Hijo ilegítimo de madame Kostrowicka, noble polaca venida a menos, cuya mala fama hoy la presentaría tan sólo como una mujer emancipada, Apollinaire —“Wilhelm” de niño— practica todos los oficios literarios hasta convertirse, en diversas maneras y estilos, en escritor. Deviene en pornógrafo y anarquista, resguardado tras pseudónimos proliferantes. Si su amigo Alfred Jarry escandalizó en la Bella Época con Ubu-rey, Apollinaire vivirá la guerra como Obús-rey, según nos recuerda Laurence Campa, uno de sus biógrafos. Para él, la poesía es una forma de la artillería y sólo cuando los alemanes ciegan a miles y miles de soldados franceses con los gases venenosos, siente pavor. “Es el Apocalipsis de Juan”, dice un poeta que se precia de vivir, en calidad de Belcebú, en los tiempos del Concilio de Nicea.

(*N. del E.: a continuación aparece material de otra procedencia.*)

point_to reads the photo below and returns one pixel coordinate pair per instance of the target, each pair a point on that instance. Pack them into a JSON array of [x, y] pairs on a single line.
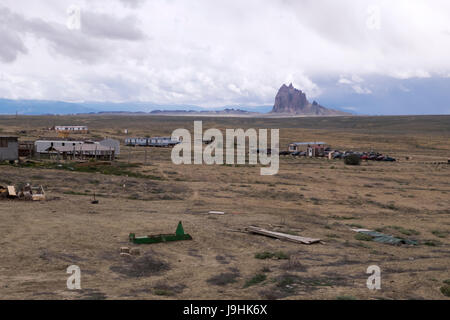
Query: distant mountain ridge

Borges, sabedor de que en la poesía de Apollinaire se alternan el presente y lo remoto, se inclinó ante él: “Fue la ‘cosa alada y sagrada’ del diálogo platónico; fue un hombre de sentimientos elementales y, por lo mismo, eternos; fue, cuando vacilaron los fundamentos de la tierra y del cielo, el poeta del antiguo coraje y del antiguo honor”.
Apollinaire fue la robusta juventud del siglo. Su fuerza, la del hombre de la cabeza vendada, fue dibujada y esculpida por André Rouveyre, Duchamp, Picasso, Jean Cocteau, Giorgio de Chirico. Salido en gloria y majestad del hospital mientras Francia ganaba la Gran Guerra, esa fuerza le faltó al poeta trepanado y murió, víctima de la influenza inglesa, el 9 de noviembre de 1918, dos días antes del Armisticio.